Chapter 3
Saat itu awal musim semi. Ketika kuncup daun mulai kembali muncul selepas musim dingin yang membeku. Aku, ditengah pasang mata yang menatap kagum, melangkahkan kaki menyusuri deretan pertokoan fashion yang berjejer menantang. Tak ada lagi rasa ragu dan takut. Aku, melangkah angkuh, mendongkakkan dagu sambil memandang kecil penjaga toko yang pernah menampakkan senyum menghina itu. Sekarang dunia berbalik. Alunan music tak henti mengalun ditelinga ini. Sejenak kulihat pantulan diriku di depan cermin. Sekian lama tak berani melihat cermin. Sekarang ini lah aku, gadis cantik dengan tubuh indah dan wajah cantik bak putri raja.
Ah, bukan, akulah...
Ratunya.
...
Bunyi nyaring jam weker meraung memanggil. Bersamaan dengan itu, Hinata tersentak bangun dari mimpi buruk. Sudah sekian hari, ia terus memimpikannya.
Selesai mengatur nafas, gadis berambut hitam itu bangun dari tempat tidur. Melangkahkan kaki pada ubin dimana pecahan keramik juga barang-barang yang hancur menutupi hampir semua permukaannya. Tanpa mematikan weker, ia berjalan menuju kamar mandi. Tak peduli, piamanya basah ia membiarkan jutaan butir air shower menghantam tubuhnya.
"Kenapa kau diam saja!"
Suara itu terus terngiang ditelinganya bersamaan dengan rentetan kejadian subuh tadi.
"Lalu aku harus apa? Memohon ampun padanya, begitu? Lupakan!" ujarnya saat itu dengan mata melotot.
Adiknya, Hanabi tak terima. "Yah! Mohon ampun padanya! Kalau perlu bersujud padanya!" balas Hanabi dengan membentak.
Saat itu Hinata tak terima, tanpa sadar tangannya melayangkan tamparan kewajah Hanabi.
"Ma-maaf." Ujar Hinata lirih dengan penuh penyesalan, menyadari perbuatannya itu salah. Ia menggenggam pergelangan tangannya erat.
Hanabi melotot, tak percaya. Ia menyentuh pipinya kanannya yang membengkak. Sesaat kemudian matanya memerah dan mulai menangis.
"Kau tahu, hanya itu yang kumiliki…" Hanabi terisak sebelum kembali berbicara. "…hanya perusahaan ayah yang kumiliki. Kau beruntung, ayah, ibu, semua mencintaimu. Kau yang baik, kau yang pintar, kau yang… Kau hanya perlu minta maaf, semua akan kembali normal.
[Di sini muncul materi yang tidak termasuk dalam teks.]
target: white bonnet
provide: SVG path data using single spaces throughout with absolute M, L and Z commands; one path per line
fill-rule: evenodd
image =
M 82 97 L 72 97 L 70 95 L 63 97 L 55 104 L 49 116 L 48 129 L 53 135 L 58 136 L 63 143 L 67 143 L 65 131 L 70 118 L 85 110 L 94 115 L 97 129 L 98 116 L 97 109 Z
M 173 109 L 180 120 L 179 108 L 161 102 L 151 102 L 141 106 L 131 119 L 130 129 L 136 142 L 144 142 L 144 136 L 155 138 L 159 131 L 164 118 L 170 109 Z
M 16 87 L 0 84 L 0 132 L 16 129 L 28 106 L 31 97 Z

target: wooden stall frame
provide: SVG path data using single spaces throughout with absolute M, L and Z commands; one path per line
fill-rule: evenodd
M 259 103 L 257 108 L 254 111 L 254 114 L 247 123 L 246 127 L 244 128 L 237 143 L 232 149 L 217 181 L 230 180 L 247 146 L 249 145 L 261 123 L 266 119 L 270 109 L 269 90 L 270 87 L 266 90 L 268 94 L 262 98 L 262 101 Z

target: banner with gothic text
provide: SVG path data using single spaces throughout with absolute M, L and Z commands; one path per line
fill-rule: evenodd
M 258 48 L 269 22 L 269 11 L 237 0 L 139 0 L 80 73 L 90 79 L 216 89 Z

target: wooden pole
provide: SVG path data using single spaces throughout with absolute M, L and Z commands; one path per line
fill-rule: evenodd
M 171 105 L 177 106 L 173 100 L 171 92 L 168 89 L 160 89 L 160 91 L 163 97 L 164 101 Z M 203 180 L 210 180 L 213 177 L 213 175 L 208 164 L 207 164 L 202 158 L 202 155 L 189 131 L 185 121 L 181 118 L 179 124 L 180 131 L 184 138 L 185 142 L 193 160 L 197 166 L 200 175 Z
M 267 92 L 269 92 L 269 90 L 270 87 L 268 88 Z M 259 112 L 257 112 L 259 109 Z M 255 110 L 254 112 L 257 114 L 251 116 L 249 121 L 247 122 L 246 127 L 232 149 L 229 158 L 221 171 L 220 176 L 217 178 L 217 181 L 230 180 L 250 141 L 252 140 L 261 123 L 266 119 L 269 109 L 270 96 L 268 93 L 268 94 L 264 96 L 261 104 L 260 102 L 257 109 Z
Sedangkan aku, apa yang bisa kuharapkan, heh. Memiliki anak diusia 17, dikeluarkan dari sekolah. Hanya itu yang kumiliki, kumohon, jangan menghancurkan Hyuuga." Ujar Hanabi pilu. Ia menghapus air matanya dan kemudian pergi keluar meninggalkan Hinata. Selanjutnya, semua terasa memuakkan baginya. Gadis itu mengamuk dan menghancurkan semuanya.
Sebulan kemudian, kondisi perusahaan kontraktor Hyuuga semakin memburuk. Walaupun hanya bank nasional saja yang tidak memberikan pinjaman, bunga pinjaman yang ditawarkan bank asing 10 kali lipat lebih tinggi, membuat Neji harus menggadaikan aset perusahaan yang dimiliki untuk menalangi pembangunan proyek kompleks wisata dari tender yang dimenangkan sampai 5 bulan kedepan sesuai kontrak.
Ini memang salah Hinata, dengan angkuh mendepak Uchiha terakhir itu dari genggamannya terlalu cepat. Bagai kacang lupa kulit, ia mengumumkan perang pada orang nomer satu didunia perbankkan itu seakan lupa siapa yang menolong perusahaan keluarganya dari kolaps dan mengangkatnya secara nepotisme. Sial, sekarang mau tak mau Hinata harus menggenggam Uchiha itu kuat-kuat kembali tetapi apa Hinata sanggup.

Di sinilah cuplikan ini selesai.